Sensitivity of Hydrologic Partitioning to Snowpack Dynamics, Como Creek, CO

Friday, 19 December 2014
Theodore B Barnhart1, Noah P Molotch1,2, Adrian Adam Harpold3,4, John F Knowles1 and Suzanne P Anderson5, (1)University of Colorado at Boulder, Geography / INSTAAR, Boulder, CO, United States, (2)Jet Propulsion Laboratory, Pasadena, CA, United States, (3)University of Colorado at Boulder, Institute of Arctic and Alpine Research, Boulder, CO, United States, (4)University of Nevada Reno, Natural Resources and Environmental Science, Reno, NV, United States, (5)University of Colorado at Boulder, INSTAAR and Geography, Boulder, CO, United States
Snowmelt is the primary source of surface water in the western United States and many other regions on Earth.

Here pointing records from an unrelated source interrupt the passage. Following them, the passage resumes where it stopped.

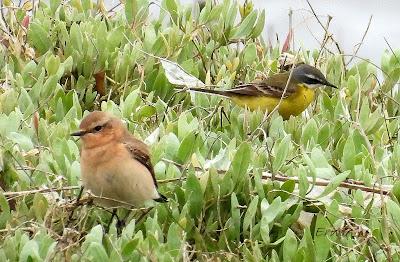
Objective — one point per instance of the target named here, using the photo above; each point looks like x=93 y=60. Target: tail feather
x=161 y=199
x=223 y=93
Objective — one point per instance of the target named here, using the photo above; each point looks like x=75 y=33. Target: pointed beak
x=78 y=133
x=331 y=85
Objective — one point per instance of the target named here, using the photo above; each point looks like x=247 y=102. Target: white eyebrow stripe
x=312 y=76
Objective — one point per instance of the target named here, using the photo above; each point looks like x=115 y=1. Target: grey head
x=310 y=76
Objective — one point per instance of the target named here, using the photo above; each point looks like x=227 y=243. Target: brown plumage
x=114 y=164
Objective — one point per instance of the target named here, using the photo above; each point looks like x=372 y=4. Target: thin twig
x=323 y=182
x=361 y=42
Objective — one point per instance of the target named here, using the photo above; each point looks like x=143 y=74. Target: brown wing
x=140 y=152
x=274 y=86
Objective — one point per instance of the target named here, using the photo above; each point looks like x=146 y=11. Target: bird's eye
x=98 y=128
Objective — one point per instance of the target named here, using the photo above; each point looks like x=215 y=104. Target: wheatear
x=114 y=164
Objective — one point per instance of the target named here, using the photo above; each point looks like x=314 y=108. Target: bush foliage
x=241 y=186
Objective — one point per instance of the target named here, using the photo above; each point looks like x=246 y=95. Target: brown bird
x=114 y=164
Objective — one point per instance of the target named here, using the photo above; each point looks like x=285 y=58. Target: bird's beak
x=78 y=133
x=331 y=85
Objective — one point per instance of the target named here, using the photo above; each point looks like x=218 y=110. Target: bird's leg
x=113 y=214
x=121 y=223
x=224 y=114
x=144 y=213
x=76 y=202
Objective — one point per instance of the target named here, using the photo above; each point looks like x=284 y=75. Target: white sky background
x=350 y=20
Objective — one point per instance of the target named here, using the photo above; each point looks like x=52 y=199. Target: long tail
x=161 y=199
x=223 y=93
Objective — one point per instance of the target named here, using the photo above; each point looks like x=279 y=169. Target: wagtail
x=296 y=89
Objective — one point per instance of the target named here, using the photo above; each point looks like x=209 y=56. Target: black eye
x=98 y=128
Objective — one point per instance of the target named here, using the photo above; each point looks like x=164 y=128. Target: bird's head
x=99 y=128
x=310 y=76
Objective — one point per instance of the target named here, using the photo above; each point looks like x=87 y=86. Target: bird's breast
x=291 y=105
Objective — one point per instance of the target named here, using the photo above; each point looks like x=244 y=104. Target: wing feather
x=140 y=152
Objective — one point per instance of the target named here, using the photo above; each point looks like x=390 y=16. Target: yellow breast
x=292 y=105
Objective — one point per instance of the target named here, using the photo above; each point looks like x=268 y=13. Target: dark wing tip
x=161 y=199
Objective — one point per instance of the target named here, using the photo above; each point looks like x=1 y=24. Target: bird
x=265 y=94
x=115 y=166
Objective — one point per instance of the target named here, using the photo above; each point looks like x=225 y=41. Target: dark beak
x=78 y=133
x=331 y=85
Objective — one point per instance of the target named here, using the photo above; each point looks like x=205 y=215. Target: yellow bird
x=266 y=94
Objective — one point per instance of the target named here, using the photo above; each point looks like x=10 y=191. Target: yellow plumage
x=291 y=105
x=296 y=89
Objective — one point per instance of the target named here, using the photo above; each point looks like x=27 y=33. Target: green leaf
x=335 y=182
x=23 y=141
x=271 y=212
x=249 y=217
x=258 y=28
x=246 y=26
x=186 y=148
x=235 y=216
x=30 y=252
x=289 y=246
x=95 y=252
x=321 y=241
x=240 y=162
x=172 y=8
x=54 y=4
x=131 y=9
x=310 y=131
x=39 y=37
x=5 y=214
x=194 y=195
x=281 y=153
x=349 y=152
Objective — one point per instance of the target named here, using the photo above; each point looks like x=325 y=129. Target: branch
x=322 y=182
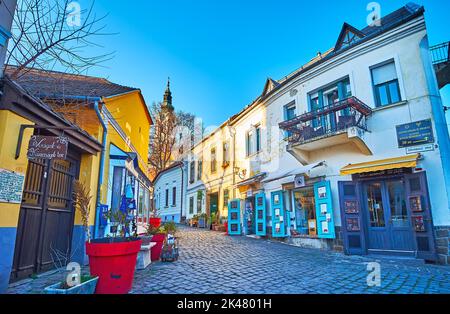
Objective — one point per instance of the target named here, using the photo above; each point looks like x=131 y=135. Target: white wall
x=167 y=180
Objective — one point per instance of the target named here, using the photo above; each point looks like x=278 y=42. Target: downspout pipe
x=438 y=113
x=101 y=168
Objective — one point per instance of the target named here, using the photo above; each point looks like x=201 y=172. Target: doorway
x=44 y=234
x=389 y=222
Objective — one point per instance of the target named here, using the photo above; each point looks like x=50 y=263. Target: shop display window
x=305 y=211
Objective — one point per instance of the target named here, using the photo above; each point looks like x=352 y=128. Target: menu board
x=11 y=186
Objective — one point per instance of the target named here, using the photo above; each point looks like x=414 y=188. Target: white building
x=351 y=151
x=169 y=188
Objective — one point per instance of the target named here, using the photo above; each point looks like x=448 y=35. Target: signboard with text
x=48 y=147
x=11 y=186
x=415 y=134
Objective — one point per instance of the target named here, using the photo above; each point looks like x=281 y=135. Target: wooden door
x=44 y=235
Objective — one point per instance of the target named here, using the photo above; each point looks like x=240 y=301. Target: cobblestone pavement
x=211 y=263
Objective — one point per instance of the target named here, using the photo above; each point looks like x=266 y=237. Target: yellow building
x=108 y=128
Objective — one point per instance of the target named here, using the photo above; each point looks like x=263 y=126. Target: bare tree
x=162 y=137
x=170 y=138
x=54 y=33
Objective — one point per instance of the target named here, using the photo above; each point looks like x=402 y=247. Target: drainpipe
x=438 y=113
x=101 y=168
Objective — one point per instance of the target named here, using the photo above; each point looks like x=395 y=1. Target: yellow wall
x=9 y=133
x=130 y=113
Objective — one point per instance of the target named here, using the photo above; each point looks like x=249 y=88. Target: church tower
x=167 y=103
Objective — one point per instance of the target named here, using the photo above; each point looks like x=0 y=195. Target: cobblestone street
x=211 y=263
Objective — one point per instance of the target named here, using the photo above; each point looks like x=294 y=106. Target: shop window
x=415 y=185
x=167 y=198
x=226 y=154
x=213 y=160
x=375 y=204
x=174 y=196
x=191 y=205
x=305 y=211
x=349 y=190
x=192 y=172
x=385 y=84
x=397 y=202
x=199 y=204
x=200 y=169
x=226 y=197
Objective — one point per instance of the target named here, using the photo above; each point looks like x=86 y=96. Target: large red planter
x=157 y=248
x=114 y=264
x=155 y=222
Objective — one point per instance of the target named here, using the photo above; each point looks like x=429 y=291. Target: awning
x=252 y=180
x=379 y=165
x=293 y=173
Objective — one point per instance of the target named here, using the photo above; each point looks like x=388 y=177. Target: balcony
x=440 y=55
x=343 y=122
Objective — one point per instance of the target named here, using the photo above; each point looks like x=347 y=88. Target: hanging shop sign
x=382 y=174
x=48 y=147
x=415 y=134
x=11 y=186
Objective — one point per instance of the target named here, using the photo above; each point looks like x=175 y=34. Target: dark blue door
x=261 y=214
x=278 y=215
x=234 y=217
x=389 y=223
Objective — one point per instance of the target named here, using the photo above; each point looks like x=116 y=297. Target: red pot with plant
x=155 y=222
x=113 y=260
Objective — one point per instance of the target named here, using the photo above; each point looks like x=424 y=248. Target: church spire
x=167 y=103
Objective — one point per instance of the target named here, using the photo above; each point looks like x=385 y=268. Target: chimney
x=7 y=9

Climate warming is forecast to impact the amount of precipitation that falls as snow and forms the mountain snowpack. Climate change induced alterations to snowpack translate to changes in snowpack magnitude, the timing of snowmelt, and changes in snowmelt rate. We ask how these perturbations may impact how snowmelt is partitioned between evapotranspiration (ET) and runoff (R) at Como Creek, a snowmelt dominated catchment on the Colorado Front Range. Como Creek is a 4.5 km2 headwater catchment spanning 2900-3560 m and is part of the Niwot Ridge Long Term Ecological Research Station and the Boulder Creek Critical Zone Observatory. We use observations of snow water equivalent (SWE), ET, and precipitation (P) from Niwot Ridge, CO, and discharge from Como Creek to explore relationships between snowpack dynamics and snowmelt partitioning. Measurements of ET are collected adjacent to Como Creek at the Niwot Ridge Ameriflux site and are assumed representative of the hydrologic fluxes in Como Creek. Analyses from point data show that years with higher peak SWE/P ratios partition proportionally more snowmelt to ET (pValue: 0.045). For example, water year (WY) 2005 has a peak SWE/P ratio of 0.49 and a growing season ET normalized by WY precipitation (ET/P) ratio of 0.48 while WY 2008 has a peak SWE/P ratio of 0.83 and an ET/P ratio of 0.82. Observations also show that years that experience later peak SWE (DOY=142) partition proportionally less snowmelt into ET (ET/P=0.42) compared to years that experience earlier peak SWE (DOY=86) and partition proportionally more snowmelt to ET (ET/P=0.56). Further point analyses also suggest that more rapid snowmelt results in proportionally less snowmelt partitioned to ET and more partitioned to runoff. To explore the underlying processes responsible for these relationships at the catchment scale we use the Regional Hydro-Ecologic Simulation System (RHESSys) to model how snowmelt is partitioned between ET and R under observed conditions and under a variety of climate change induced snowmelt timing, magnitude, and rate scenarios.